Inmitten der Mojave Wüste findet sporalisch ein seltsames Naturspektakel statt. Zentnerschwere Felsbrocken rasen wie von Geisterhand über ein flaches Wüstengebiet. Der Ursprung dieses seltenen Phänomens ist bisher ungeklärt.
Im Death-Valley-Nationalpark, in den US-Bundesstaaten Kalifornien und Nevada, exestiert ein ausgetrocknetes Seebett, das dort Racetrack Playa genannt wird. Zu diesem untypischen Namen kam das äusserst flache Wüstengebiet durch die bis zu 800 m langen Schleifspuren der bis zu 300 kg schweren Steinbrocken, die dort ganz offentsichtlich ohne sonstige Hilfe durch die Gegend rasen.

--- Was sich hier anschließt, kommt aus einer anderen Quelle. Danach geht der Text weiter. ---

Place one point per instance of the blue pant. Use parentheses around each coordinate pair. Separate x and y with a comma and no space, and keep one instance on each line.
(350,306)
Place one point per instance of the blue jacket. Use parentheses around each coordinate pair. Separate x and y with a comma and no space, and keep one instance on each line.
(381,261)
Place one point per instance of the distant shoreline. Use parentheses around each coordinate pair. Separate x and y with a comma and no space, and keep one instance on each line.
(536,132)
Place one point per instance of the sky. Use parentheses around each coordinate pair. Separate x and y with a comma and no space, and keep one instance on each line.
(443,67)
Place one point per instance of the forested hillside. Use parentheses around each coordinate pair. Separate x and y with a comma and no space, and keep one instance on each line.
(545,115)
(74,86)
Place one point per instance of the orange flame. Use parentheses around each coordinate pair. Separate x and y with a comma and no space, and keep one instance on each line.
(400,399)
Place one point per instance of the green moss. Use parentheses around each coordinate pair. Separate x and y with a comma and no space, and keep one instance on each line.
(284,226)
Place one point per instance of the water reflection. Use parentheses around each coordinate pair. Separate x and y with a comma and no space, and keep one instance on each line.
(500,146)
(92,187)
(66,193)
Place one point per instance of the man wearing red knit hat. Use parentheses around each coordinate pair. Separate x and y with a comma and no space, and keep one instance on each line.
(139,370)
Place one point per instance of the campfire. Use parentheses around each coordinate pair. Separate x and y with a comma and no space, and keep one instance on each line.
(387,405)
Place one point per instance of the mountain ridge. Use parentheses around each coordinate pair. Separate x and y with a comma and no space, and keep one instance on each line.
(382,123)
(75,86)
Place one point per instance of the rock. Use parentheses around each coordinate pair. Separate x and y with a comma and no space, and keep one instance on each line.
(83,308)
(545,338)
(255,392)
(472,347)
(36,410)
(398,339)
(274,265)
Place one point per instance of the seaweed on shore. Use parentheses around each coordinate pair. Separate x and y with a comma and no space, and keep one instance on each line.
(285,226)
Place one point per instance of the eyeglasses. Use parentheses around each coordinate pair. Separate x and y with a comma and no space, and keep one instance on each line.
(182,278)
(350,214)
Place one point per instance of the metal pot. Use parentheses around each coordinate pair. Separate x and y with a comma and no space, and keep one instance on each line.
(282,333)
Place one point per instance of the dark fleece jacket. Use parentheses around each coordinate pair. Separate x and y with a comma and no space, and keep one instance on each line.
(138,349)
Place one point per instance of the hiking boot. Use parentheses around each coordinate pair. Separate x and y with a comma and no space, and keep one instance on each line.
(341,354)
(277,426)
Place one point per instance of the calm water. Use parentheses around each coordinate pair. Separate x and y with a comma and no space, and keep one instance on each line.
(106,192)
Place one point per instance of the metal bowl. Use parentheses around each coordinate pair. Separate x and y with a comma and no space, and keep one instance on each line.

Diese begeben sich durchscnnittlich ein mal im Jahr auf eine Wanderschaft durch das Tal des Todes. Das rätselhafte Phänomen trat in der Vergangenheit vorwiegend nachts auf. Entdeckt wurde das Wandern der Felsen 1915. Doch bisher hat niemand hat dieses Schauspiel je live miterleben können; und das Aufstellen von Kameras ist im ganzen Gebiet verboten. Man sieht nur am nächsten Morgen die hunderte Meter langen Schleifspuren der Felsen. Anhand der Schleifspuren errechneten Geologen eine Geschwindigkeit von bis zu 1 m pro Sekunde. Zur Ursache gibt es praktisch keine handfesten Informationen. Theorien gibt es dagegen zur Genüge: Aliens, Magnetismus, Regen, Erdbeben oder eine Verschiebung der Gravitation.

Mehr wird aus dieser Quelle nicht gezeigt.